Published: 12 November 2015

Public Statement

By Garry Conille, IFRC Under Secretary General, Programmes and Operations, on behalf of the International Movement of the Red Cross and Red Crescent



Working with and for vulnerable migrants and focusing on their needs, is one of the long-standing traditions of the International Red Cross and Red Crescent Movement. We strive to adopt an integrated and impartial approach, combining immediate action for migrants in urgent need with longer-term assistance and empowerment.

We support renewed efforts to address the root causes of migration. Persons should not be forced into risking their lives and those of their families to flee even greater risks in their homes and communities. The determinants and consequences of migration flows, be they rooted in armed conflict, poverty, social strife, political turmoil, economic hardships or ecological deterioration are incredibly complex. Social and economic distress and the lack of services and opportunities for development constitute push factors for migration and have informed the Red Cross Red Crescent’s approach in reducing the underlying causes of vulnerability through its work along the relief-to-development continuum. Of course, building resilient societies should be an end in itself, not just a means to avoid migration. If migration concerns inspire greater investment in local resilience this will be a very positive outcome of the present situation, but resilience efforts should remain holistic in their approach and not steered toward keeping people planted in their homes.

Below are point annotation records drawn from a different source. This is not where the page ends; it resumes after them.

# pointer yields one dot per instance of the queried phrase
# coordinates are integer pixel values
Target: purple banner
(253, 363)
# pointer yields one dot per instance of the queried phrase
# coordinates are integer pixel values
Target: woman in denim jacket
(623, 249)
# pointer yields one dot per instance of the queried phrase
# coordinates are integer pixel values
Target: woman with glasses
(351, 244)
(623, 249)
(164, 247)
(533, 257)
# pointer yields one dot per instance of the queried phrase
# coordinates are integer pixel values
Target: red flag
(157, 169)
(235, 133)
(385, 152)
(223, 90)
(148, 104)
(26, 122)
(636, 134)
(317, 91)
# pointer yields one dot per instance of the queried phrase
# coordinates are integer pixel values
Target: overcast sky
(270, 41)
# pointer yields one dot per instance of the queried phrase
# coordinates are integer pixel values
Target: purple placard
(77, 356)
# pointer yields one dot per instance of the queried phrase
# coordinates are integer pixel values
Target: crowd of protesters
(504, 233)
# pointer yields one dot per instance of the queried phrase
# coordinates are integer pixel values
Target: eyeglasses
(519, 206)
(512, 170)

We call on States not only to devote resources in researching and identifying concrete measures in addressing the underlying causes but to also develop mechanisms to identify and address vulnerabilities of migrants along migratory routes. Red Cross and Red Crescent Societies are present in all countries and are scaling up to offer humanitarian support at all points along major migration routes, from country of origin, to transit and arrival. We count on the cooperation with your governments as we reach for this goal.

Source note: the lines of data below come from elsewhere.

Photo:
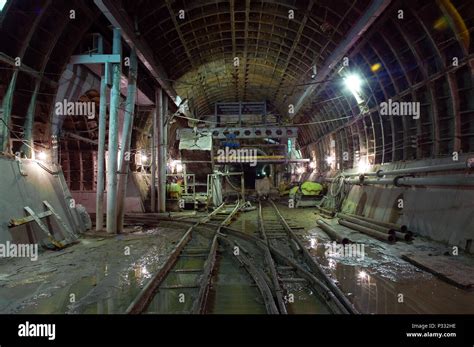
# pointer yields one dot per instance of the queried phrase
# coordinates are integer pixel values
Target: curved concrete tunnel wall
(415, 65)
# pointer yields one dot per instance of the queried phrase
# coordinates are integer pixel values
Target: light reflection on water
(386, 284)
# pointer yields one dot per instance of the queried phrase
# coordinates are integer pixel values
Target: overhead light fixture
(300, 170)
(330, 160)
(353, 83)
(363, 166)
(42, 156)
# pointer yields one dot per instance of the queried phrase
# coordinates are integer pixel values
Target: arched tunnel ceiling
(275, 51)
(276, 54)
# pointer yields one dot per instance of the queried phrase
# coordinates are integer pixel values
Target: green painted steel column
(161, 157)
(113, 138)
(126, 139)
(154, 148)
(6, 113)
(99, 203)
(27, 147)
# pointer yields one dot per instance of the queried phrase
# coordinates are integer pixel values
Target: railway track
(267, 271)
(298, 283)
(181, 285)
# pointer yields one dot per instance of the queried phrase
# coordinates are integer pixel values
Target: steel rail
(271, 263)
(313, 265)
(146, 295)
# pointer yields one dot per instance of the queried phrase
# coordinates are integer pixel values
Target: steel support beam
(113, 139)
(161, 155)
(28, 125)
(7, 104)
(113, 12)
(124, 163)
(249, 132)
(154, 147)
(99, 205)
(28, 70)
(95, 59)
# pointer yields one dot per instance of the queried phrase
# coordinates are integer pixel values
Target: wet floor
(382, 282)
(233, 290)
(99, 276)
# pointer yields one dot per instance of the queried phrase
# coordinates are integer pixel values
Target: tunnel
(238, 158)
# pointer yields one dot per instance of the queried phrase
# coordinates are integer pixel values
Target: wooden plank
(447, 268)
(59, 219)
(20, 221)
(43, 227)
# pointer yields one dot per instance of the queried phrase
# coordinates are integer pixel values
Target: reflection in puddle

In this context, while we welcome the decision to address the exploitation and trafficking of migrants, we strongly assert that anti-smuggling and anti-trafficking efforts should not put in jeopardy the rights, needs and lives of those being smuggled nor to hinder their access to international protection. The State’s responsibilities, safety and dignity of all migrants should be the cornerstone of our approach.

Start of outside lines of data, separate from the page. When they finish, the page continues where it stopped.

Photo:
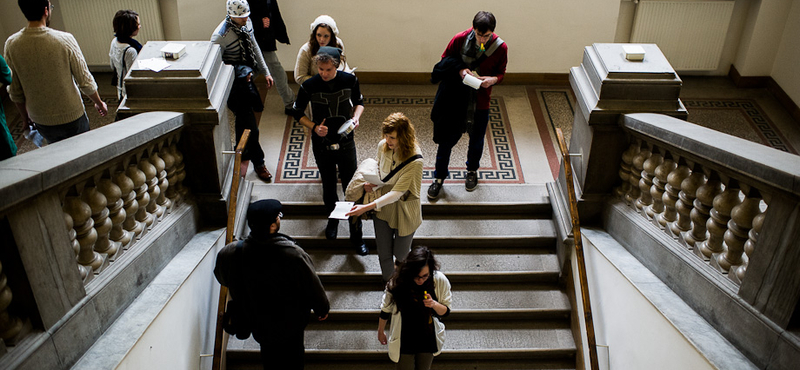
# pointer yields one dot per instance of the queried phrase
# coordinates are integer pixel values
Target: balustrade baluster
(151, 176)
(116, 212)
(671, 195)
(700, 214)
(625, 171)
(648, 173)
(635, 176)
(739, 226)
(102, 224)
(718, 223)
(180, 172)
(737, 273)
(169, 164)
(656, 210)
(10, 325)
(129, 206)
(139, 178)
(81, 215)
(685, 203)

In particular, the Red Cross Red Crescent specifically requests that humanitarian organizations as relevant be afforded unmitigated access to all migrants, in order to


provide them with humanitarian assistance and tracing services. Current legislation which obstructs or even criminalizes the provision of humanitarian aid to migrants, regardless of their status, should be revised.

We also call on States to ensure that full and fair procedures are available for the determination of asylum claims, even in situations of large-scale migration, and encourage them to take practical steps to reduce delays in assessing requests for entry from all migrants, such as through enhanced consular presence, simplified procedures and accessible embassies in third countries.

As we approach the 32nd International Conference of the Red Cross and Red Crescent in December this year, we remind states of their responsibilities, and that many of the steps we are calling on today have been articulated in commitments made at the 31st International Conference of the Red Cross and Red Crescent. It is essential that we work together to ensure their full implementation. By its nature and mandate, embedded in the Fundamental Principles, the International Red Cross and Red Crescent Movement can ensure impartial assistance based on need and vulnerabilities.

While migration poses important challenges, migrants have also made enormous positive contributions to the cultures, economies and vibrancy of societies around the world. The story of migration over time is very much the story of human history. Many of us in this room were likely the benefits of migration at some point in our family history. In this light, we hope to work closely with all of you to ensure that the humanity, dignity and contributions of those now on the move are fully recognized.